Le ministère de la Santé, contrôlé par le Hamas, affirme que plus de 11 000 personnes ont été tuées depuis le début de la guerre. Ces chiffres ne peuvent être vérifiés de manière indépendante et ne font pas de distinction entre les civils et les agents du Hamas, ni entre les personnes tuées par les frappes aériennes israéliennes et celles tuées par des tirs de roquettes palestiniennes ratés.
Arrivée au port égyptien d’Al-Arish d’un navire turc transportant des hôpitaux de campagne
Par ailleurs, Un navire humanitaire turc transportant des hôpitaux de campagne pour la bande de Gaza est arrivé au port égyptien d’Al-Arish, proche du terminal de Rafah frontalier du territoire palestinien, a déclaré lundi à l’AFP un responsable du port.
Il s’agit du premier navire de secours transportant des hôpitaux de campagne pour Gaza à arriver en Egypte.

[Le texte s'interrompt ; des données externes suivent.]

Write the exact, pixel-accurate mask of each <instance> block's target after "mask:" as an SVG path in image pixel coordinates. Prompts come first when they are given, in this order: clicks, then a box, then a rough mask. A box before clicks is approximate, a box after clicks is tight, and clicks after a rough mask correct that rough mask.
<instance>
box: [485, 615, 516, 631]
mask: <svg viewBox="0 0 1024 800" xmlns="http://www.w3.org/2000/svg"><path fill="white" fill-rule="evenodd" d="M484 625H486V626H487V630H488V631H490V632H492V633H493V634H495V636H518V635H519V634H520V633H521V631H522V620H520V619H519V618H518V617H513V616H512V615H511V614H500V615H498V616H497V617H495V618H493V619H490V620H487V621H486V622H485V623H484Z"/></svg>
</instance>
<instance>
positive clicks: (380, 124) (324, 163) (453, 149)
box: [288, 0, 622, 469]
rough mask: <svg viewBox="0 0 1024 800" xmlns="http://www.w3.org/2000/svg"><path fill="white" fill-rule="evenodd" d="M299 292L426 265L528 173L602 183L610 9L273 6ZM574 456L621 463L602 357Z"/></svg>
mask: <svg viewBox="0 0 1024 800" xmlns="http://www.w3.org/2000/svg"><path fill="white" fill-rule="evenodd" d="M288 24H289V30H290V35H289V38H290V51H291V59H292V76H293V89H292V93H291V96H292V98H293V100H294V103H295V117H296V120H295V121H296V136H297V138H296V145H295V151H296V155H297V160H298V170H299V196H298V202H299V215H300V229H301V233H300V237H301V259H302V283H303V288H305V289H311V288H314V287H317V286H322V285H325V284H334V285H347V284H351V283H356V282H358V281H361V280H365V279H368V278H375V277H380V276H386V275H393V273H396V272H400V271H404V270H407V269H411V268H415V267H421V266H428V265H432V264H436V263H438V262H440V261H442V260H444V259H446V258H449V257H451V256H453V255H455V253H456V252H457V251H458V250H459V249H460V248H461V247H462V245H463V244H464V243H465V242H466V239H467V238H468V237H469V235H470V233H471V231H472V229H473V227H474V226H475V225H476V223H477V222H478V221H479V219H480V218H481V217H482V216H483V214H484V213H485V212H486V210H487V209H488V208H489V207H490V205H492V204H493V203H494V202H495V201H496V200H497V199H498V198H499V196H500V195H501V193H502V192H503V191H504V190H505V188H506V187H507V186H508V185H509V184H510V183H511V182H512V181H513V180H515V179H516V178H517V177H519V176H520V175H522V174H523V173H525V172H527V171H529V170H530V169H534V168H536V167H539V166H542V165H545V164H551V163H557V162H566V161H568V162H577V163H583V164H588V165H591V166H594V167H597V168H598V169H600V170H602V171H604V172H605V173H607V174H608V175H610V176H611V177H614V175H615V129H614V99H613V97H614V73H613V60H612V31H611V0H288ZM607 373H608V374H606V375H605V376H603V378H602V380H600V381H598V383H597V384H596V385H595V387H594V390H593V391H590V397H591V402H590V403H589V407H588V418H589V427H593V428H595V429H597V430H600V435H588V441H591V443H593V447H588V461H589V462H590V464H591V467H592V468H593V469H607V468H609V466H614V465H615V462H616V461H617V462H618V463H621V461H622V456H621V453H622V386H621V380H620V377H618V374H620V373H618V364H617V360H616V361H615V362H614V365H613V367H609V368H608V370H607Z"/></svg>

L’Italie et la France envoient également des navires-hôpitaux qui devraient également être stationnés près de Gaza.
« Le navire qui est arrivé à l’aéroport d’Al-Arish transporte du matériel, des générateurs, des ambulances pour établir 8 hôpitaux de campagne », a déclaré à l’AFP un responsable du ministère turc de la Santé.
La Turquie attendait le feu vert des autorités égyptiennes pour mettre en place des hôpitaux de campagne à l’aéroport d’Al-Arish, a-t-il expliqué. « Nous avons reçu le feu vert des autorités égyptiennes. »
#Turkey sent a ship loaded with field hospital equipment, ambulances, and generators to #Egypt carrying humanitarian aid for #Palestinians in #Gaza, Turkish Health Minister Fahrettin Koca said on Friday pic.twitter.com/oqlCIzz9HQ
— DD India (@DDIndialive) November 10, 2023
« Nous installerons ces hôpitaux dans les zones indiquées par les autorités égyptiennes », a-t-il ajouté.
Cette livraison intervient alors que des responsables du Hamas ont déclaré que tous les hôpitaux du nord de la bande de Gaza étaient « hors service » en raison d’une pénurie de carburant due aux combats avec les forces israéliennes.
Le vice-ministre de la santé du Hamas, Youssef Abu Rish, a affirmé lundi que le nombre de morts à Shifa était passé à 27 adultes en soins intensifs et à sept bébés depuis le week-end, l’établissement ayant souffert d’une pénurie de carburant. Ces chiffres n’ont pas pu être vérifiés de manière indépendante.
Israël a fait pression pour que soient mis en place des hôpitaux de campagne et d’autres alternatives aux centres médicaux existants à Gaza, en raison de la présence de centres de commandement du Hamas en dessous des hôpitaux.